Case ID: ad2d_32/html/0596-01.html
Source: Caselaw Access Project
Author: {"author": "", "license": "Public Domain", "url": "https://static.case.law/"}
Date Created: 2024-08-24T03:29:51.129683

Clement Klobukowski, Respondent, v. Benevolent and Protective Order of Elks, Amsterdam Lodge No. 101, et al., Appellants.
   Memorandum by the Court. Appeal by the defendants from a judgment of the Supreme Court, Montgomery County, entered February 9, 1968 after a jury trial, and from an order of the said court entered February 7, 1968 denying their motion to set aside the jury verdict in favor of plaintiff. This action was pleaded and tried on the theory of common-law negligence.

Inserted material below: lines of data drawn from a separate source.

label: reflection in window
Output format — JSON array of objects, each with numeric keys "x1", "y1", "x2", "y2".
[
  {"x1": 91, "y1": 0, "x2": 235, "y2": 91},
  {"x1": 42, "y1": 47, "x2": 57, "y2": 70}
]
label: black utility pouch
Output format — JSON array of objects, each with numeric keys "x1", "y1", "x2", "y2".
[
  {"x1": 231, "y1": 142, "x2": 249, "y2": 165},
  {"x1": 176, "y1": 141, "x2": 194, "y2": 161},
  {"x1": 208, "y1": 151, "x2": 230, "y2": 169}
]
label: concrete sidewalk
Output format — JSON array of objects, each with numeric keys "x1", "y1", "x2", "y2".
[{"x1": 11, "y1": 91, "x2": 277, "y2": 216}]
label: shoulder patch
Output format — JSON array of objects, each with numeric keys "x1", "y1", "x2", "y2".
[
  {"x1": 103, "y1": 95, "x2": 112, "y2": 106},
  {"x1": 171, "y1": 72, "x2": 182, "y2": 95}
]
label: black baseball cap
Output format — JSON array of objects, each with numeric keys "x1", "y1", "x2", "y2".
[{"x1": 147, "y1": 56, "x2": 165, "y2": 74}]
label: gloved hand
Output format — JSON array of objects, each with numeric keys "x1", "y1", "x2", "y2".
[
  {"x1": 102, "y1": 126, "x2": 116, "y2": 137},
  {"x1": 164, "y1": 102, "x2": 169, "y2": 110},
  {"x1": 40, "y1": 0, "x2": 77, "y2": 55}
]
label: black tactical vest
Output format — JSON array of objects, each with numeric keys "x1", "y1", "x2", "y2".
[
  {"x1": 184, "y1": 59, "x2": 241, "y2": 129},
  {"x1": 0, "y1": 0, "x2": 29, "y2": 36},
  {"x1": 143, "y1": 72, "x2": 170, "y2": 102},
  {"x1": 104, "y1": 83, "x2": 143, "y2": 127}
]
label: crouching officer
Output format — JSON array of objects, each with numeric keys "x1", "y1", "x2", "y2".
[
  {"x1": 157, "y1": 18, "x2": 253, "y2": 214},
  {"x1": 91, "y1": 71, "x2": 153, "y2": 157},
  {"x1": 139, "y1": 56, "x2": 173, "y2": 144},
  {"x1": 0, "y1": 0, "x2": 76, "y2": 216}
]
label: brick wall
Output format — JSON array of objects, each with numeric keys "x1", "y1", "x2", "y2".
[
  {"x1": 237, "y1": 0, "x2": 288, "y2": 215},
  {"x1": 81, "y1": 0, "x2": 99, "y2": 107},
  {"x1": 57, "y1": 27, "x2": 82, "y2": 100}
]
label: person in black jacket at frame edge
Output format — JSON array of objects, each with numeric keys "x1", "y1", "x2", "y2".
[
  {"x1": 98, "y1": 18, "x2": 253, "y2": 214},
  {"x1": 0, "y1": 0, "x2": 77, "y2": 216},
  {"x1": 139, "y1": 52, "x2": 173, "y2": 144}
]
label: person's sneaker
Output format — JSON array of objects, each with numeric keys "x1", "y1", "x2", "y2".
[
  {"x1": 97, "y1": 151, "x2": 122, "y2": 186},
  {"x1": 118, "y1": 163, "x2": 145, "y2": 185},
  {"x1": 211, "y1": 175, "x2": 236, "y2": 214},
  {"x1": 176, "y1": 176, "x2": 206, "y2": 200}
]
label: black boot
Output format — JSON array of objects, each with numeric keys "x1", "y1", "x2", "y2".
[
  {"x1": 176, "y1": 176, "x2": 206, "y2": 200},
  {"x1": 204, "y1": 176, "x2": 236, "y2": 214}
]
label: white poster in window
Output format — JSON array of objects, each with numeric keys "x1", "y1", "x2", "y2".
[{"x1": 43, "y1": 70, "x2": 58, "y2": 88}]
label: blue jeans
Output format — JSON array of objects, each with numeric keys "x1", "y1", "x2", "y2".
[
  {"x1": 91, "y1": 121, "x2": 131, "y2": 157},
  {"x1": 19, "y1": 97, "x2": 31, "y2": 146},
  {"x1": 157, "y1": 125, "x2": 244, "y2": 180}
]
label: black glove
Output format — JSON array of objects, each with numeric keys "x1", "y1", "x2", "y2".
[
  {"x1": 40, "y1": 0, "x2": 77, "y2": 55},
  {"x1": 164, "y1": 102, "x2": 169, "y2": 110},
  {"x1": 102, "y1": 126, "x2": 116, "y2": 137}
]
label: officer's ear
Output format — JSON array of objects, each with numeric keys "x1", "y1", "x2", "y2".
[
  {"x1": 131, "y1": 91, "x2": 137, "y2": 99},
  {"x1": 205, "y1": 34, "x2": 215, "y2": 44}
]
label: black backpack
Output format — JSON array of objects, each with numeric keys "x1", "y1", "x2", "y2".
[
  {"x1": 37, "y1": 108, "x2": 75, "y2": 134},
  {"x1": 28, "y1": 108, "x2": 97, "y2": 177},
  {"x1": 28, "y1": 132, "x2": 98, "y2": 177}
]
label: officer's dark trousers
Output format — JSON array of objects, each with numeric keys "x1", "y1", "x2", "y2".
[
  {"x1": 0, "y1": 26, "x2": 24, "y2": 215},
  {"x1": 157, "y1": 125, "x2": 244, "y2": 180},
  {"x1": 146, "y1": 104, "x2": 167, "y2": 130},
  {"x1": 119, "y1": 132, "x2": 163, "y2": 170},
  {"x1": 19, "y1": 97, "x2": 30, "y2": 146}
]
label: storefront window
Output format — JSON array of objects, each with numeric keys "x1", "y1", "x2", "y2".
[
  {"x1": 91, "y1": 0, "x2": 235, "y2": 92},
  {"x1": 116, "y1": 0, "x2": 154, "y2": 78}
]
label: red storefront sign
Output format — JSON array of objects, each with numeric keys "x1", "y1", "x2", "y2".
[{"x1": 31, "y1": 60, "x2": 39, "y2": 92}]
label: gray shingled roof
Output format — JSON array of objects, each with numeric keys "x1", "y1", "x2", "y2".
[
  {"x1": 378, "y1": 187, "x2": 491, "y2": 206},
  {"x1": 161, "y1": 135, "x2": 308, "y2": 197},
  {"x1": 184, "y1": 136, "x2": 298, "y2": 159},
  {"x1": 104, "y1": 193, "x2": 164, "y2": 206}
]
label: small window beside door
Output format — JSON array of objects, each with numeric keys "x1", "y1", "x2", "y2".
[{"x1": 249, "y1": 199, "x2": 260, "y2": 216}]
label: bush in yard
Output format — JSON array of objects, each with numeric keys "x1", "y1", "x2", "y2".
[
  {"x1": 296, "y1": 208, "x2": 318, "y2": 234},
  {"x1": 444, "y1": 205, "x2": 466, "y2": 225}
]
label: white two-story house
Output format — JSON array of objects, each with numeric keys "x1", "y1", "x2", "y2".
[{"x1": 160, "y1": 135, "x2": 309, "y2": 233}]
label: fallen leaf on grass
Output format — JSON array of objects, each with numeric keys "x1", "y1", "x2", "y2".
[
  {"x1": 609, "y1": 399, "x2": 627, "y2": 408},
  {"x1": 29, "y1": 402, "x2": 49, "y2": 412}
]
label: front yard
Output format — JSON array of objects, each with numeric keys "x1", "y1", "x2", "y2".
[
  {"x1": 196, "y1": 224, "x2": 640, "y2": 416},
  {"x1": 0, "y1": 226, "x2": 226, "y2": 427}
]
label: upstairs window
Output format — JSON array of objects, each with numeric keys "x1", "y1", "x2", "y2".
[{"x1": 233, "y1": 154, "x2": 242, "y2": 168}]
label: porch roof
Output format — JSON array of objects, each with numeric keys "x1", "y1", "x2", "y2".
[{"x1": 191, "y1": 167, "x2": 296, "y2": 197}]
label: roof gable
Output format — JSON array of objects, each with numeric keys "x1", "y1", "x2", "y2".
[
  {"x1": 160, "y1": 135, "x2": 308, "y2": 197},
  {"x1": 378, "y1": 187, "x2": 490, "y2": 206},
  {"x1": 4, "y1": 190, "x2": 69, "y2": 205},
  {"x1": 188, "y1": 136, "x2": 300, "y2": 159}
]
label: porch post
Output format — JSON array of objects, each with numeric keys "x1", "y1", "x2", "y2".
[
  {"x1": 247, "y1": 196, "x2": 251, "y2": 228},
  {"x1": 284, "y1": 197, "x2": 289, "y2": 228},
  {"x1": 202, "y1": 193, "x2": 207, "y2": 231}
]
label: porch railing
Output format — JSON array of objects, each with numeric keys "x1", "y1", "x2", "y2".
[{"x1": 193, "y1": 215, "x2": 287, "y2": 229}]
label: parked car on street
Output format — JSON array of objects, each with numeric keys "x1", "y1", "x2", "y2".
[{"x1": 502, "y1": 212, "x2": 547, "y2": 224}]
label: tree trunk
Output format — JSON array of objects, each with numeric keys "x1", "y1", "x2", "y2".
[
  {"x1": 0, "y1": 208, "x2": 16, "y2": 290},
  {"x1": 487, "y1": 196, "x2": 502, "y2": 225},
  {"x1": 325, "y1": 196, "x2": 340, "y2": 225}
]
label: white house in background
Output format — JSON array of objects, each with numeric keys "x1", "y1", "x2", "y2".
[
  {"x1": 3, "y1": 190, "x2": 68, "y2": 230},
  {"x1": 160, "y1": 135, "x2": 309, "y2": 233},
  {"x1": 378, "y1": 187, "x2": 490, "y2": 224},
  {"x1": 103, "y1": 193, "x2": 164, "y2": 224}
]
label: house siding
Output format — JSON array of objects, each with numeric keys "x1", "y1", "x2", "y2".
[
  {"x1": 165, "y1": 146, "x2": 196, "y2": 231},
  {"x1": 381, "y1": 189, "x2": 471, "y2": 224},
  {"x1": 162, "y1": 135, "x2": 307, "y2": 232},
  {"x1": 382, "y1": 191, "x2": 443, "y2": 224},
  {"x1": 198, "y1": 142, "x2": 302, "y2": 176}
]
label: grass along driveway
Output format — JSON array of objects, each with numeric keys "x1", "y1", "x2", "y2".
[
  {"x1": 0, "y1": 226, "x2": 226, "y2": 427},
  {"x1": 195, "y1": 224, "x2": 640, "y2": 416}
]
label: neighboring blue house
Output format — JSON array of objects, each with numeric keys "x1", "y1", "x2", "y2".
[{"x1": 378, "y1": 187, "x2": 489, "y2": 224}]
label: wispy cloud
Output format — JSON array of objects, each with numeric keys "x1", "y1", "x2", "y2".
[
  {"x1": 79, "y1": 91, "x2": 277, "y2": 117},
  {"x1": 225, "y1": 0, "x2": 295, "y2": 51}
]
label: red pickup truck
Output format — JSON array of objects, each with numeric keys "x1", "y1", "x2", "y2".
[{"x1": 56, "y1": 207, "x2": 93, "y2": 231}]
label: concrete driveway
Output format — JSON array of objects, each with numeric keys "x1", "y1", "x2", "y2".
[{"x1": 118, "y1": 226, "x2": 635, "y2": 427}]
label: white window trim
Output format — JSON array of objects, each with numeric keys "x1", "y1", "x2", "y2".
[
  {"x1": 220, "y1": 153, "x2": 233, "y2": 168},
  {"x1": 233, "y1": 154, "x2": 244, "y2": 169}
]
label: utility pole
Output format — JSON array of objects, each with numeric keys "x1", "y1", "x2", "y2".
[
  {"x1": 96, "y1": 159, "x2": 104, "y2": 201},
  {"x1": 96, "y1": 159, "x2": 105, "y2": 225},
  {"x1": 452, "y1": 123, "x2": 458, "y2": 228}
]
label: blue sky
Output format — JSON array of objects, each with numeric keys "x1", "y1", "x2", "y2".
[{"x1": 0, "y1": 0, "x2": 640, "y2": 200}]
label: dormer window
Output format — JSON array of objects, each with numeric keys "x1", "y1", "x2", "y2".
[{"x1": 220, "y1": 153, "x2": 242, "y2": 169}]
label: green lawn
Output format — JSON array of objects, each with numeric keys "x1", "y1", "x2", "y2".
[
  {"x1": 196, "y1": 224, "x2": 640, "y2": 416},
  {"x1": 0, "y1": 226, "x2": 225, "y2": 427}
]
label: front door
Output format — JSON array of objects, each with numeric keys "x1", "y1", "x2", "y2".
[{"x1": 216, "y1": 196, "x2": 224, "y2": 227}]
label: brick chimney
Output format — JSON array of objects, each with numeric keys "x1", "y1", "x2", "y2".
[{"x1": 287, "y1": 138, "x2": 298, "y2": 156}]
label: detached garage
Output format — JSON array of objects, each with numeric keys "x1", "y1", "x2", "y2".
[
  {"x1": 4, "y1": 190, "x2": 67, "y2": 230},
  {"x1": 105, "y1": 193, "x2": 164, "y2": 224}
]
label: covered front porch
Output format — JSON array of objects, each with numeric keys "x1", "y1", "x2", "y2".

The respondent while in the status of a business invitee upon the appellants’ premises was injured when some flooring upon which he was standing gave way. Insofar as the appellants contend that the court erred in failing to charge as to notice of a defect on the part of the appellants, we note that they made no such request to charge, nor took any exception upon that ground. The court in its charge made reference to a duty of the appellants to provide the respondent (a delivery man) with a “safe place to work” and the right of the respondent to assume that the premises were safe. The first place this occurred was when the court prior to charging on the law summarized the contentions of the respondent. The next place it occurred was near the end of the charge when the court said: “He [respondent] had a right to assume, under the law, that he would be afforded a safe place to work. A place that would not injure him. He had a right to assume that. The law imposes that upon them.” The counsel for the appellants objected to that portion of the charge wherein “you stated that a duty was owed to the plaintiff by the defendant, to provide him with a safe place to work ”. A reading of the charge in its entirety and the portion thereof referred to by the appellants does not show any charge by the court that would have permitted the jury to find an absolute responsibility on the part of the appellants to provide a floor which would not collapse. The Labor Law was not applicable to this action and the court in its charge did not refer to it. The charge when taken in context applied the theory of common-law negligence and there is no prejudice as to the rights of the defendants. Judgment and order affirmed, with costs. Gibson, P. J., Herlihy, Staley, Jr., and Cooke, JJ., concur in memorandum by the court.